[09/41] mm: rcu safe VMA freeing

Message ID 20230109205336.3665937-10-surenb@google.com
State New
Headers
Series Per-VMA locks |

Commit Message

Suren Baghdasaryan Jan. 9, 2023, 8:53 p.m. UTC
  From: Michel Lespinasse <michel@lespinasse.org>

This prepares for page faults handling under VMA lock, looking up VMAs
under protection of an rcu read lock, instead of the usual mmap read lock.

Signed-off-by: Michel Lespinasse <michel@lespinasse.org>
Signed-off-by: Suren Baghdasaryan <surenb@google.com>
---
 include/linux/mm_types.h | 13 ++++++++++---
 kernel/fork.c            | 13 +++++++++++++
 2 files changed, 23 insertions(+), 3 deletions(-)
  

Comments

Michal Hocko Jan. 17, 2023, 2:25 p.m. UTC | #1
On Mon 09-01-23 12:53:04, Suren Baghdasaryan wrote:
[...]
>  void vm_area_free(struct vm_area_struct *vma)
>  {
>  	free_anon_vma_name(vma);
> +#ifdef CONFIG_PER_VMA_LOCK
> +	call_rcu(&vma->vm_rcu, __vm_area_free);
> +#else
>  	kmem_cache_free(vm_area_cachep, vma);
> +#endif

Is it safe to have vma with already freed vma_name? I suspect this is
safe because of mmap_lock but is there any reason to split the freeing
process and have this potential UAF lurking?

>  }
>  
>  static void account_kernel_stack(struct task_struct *tsk, int account)
> -- 
> 2.39.0
  
Suren Baghdasaryan Jan. 18, 2023, 2:16 a.m. UTC | #2
On Tue, Jan 17, 2023 at 6:25 AM Michal Hocko <mhocko@suse.com> wrote:
>
> On Mon 09-01-23 12:53:04, Suren Baghdasaryan wrote:
> [...]
> >  void vm_area_free(struct vm_area_struct *vma)
> >  {
> >       free_anon_vma_name(vma);
> > +#ifdef CONFIG_PER_VMA_LOCK
> > +     call_rcu(&vma->vm_rcu, __vm_area_free);
> > +#else
> >       kmem_cache_free(vm_area_cachep, vma);
> > +#endif
>
> Is it safe to have vma with already freed vma_name? I suspect this is
> safe because of mmap_lock but is there any reason to split the freeing
> process and have this potential UAF lurking?
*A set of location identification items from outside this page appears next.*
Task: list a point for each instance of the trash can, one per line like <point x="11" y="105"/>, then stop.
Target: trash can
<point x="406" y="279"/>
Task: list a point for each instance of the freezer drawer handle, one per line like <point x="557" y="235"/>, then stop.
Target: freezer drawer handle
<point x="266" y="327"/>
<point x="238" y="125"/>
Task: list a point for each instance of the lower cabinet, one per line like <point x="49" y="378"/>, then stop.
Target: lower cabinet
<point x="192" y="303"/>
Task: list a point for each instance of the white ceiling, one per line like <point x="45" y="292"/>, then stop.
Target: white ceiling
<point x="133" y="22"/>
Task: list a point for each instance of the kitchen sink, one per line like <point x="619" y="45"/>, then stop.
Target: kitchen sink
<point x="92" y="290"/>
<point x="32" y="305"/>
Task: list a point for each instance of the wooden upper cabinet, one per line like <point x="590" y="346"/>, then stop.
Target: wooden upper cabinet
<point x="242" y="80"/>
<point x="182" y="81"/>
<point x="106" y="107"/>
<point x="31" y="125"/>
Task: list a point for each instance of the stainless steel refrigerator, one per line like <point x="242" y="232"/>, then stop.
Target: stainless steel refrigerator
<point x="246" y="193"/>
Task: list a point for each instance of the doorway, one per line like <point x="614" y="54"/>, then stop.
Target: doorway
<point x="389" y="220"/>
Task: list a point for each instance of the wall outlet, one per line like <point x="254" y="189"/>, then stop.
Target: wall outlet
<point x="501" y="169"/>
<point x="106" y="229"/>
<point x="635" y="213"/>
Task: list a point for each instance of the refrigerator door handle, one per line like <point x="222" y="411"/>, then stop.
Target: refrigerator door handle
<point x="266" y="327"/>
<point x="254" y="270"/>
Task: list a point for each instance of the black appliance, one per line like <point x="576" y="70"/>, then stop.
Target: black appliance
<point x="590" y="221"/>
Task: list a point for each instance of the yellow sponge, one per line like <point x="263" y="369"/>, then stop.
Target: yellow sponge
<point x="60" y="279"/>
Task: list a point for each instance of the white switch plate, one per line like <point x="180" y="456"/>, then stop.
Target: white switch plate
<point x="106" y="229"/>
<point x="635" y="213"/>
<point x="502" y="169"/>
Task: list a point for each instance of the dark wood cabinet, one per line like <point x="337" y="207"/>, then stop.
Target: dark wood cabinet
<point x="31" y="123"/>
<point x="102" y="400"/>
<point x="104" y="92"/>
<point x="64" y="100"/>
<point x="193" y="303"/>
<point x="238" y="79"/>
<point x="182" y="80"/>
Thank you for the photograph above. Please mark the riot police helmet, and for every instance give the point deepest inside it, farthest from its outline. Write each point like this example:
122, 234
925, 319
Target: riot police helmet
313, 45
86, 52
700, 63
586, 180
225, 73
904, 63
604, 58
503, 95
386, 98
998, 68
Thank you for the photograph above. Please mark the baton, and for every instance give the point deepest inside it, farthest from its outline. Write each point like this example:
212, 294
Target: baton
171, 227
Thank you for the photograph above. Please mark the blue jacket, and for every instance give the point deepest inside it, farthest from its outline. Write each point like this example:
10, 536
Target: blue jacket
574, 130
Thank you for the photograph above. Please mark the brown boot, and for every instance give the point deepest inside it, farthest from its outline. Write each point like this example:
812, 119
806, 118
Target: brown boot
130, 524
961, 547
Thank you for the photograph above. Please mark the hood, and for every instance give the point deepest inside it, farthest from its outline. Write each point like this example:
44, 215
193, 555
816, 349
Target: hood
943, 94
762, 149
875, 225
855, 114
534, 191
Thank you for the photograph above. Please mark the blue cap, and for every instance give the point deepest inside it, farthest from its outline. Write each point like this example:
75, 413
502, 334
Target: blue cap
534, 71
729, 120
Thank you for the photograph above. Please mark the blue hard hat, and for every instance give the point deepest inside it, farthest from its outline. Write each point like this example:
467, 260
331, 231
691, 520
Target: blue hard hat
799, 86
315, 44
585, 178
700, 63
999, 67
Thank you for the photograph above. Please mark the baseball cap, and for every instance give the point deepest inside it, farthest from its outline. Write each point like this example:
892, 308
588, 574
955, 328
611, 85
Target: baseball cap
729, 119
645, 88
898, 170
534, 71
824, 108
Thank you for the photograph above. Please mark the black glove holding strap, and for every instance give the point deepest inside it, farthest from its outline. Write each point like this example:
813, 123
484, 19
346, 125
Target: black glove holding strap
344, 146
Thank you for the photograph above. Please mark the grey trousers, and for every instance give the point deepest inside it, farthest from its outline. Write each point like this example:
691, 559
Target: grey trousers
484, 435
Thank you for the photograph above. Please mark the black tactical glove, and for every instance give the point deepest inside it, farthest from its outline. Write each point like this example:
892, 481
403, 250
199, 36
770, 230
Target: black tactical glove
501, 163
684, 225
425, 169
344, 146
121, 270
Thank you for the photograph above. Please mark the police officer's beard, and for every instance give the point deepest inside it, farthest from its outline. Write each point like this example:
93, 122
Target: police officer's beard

It should be safe because VMA is either locked or has been isolated
while locked, so no page fault handlers should have access to it. But
you are right, moving free_anon_vma_name() into __vm_area_free() does
seem safer. Will make the change in the next rev.

>
> >  }
> >
> >  static void account_kernel_stack(struct task_struct *tsk, int account)
> > --
> > 2.39.0
>
> --
> Michal Hocko
> SUSE Labs
  

Patch

diff --git a/include/linux/mm_types.h b/include/linux/mm_types.h
index 4b6bce73fbb4..d5cdec1314fe 100644
--- a/include/linux/mm_types.h
+++ b/include/linux/mm_types.h
@@ -535,9 +535,16 @@  struct anon_vma_name {
 struct vm_area_struct {
 	/* The first cache line has the info for VMA tree walking. */
 
-	unsigned long vm_start;		/* Our start address within vm_mm. */
-	unsigned long vm_end;		/* The first byte after our end address
-					   within vm_mm. */
+	union {
+		struct {
+			/* VMA covers [vm_start; vm_end) addresses within mm */
+			unsigned long vm_start;
+			unsigned long vm_end;
+		};
+#ifdef CONFIG_PER_VMA_LOCK
+		struct rcu_head vm_rcu;	/* Used for deferred freeing. */
+#endif
+	};
 
 	struct mm_struct *vm_mm;	/* The address space we belong to. */
 
diff --git a/kernel/fork.c b/kernel/fork.c
index 58aab6c889a4..5986817f393c 100644
--- a/kernel/fork.c
+++ b/kernel/fork.c
@@ -479,10 +479,23 @@  struct vm_area_struct *vm_area_dup(struct vm_area_struct *orig)
 	return new;
 }
 
+#ifdef CONFIG_PER_VMA_LOCK
+static void __vm_area_free(struct rcu_head *head)
+{
+	struct vm_area_struct *vma = container_of(head, struct vm_area_struct,
+						  vm_rcu);
+	kmem_cache_free(vm_area_cachep, vma);
+}
+#endif
+
 void vm_area_free(struct vm_area_struct *vma)
 {
 	free_anon_vma_name(vma);
+#ifdef CONFIG_PER_VMA_LOCK
+	call_rcu(&vma->vm_rcu, __vm_area_free);
+#else
 	kmem_cache_free(vm_area_cachep, vma);
+#endif
 }
 
 static void account_kernel_stack(struct task_struct *tsk, int account)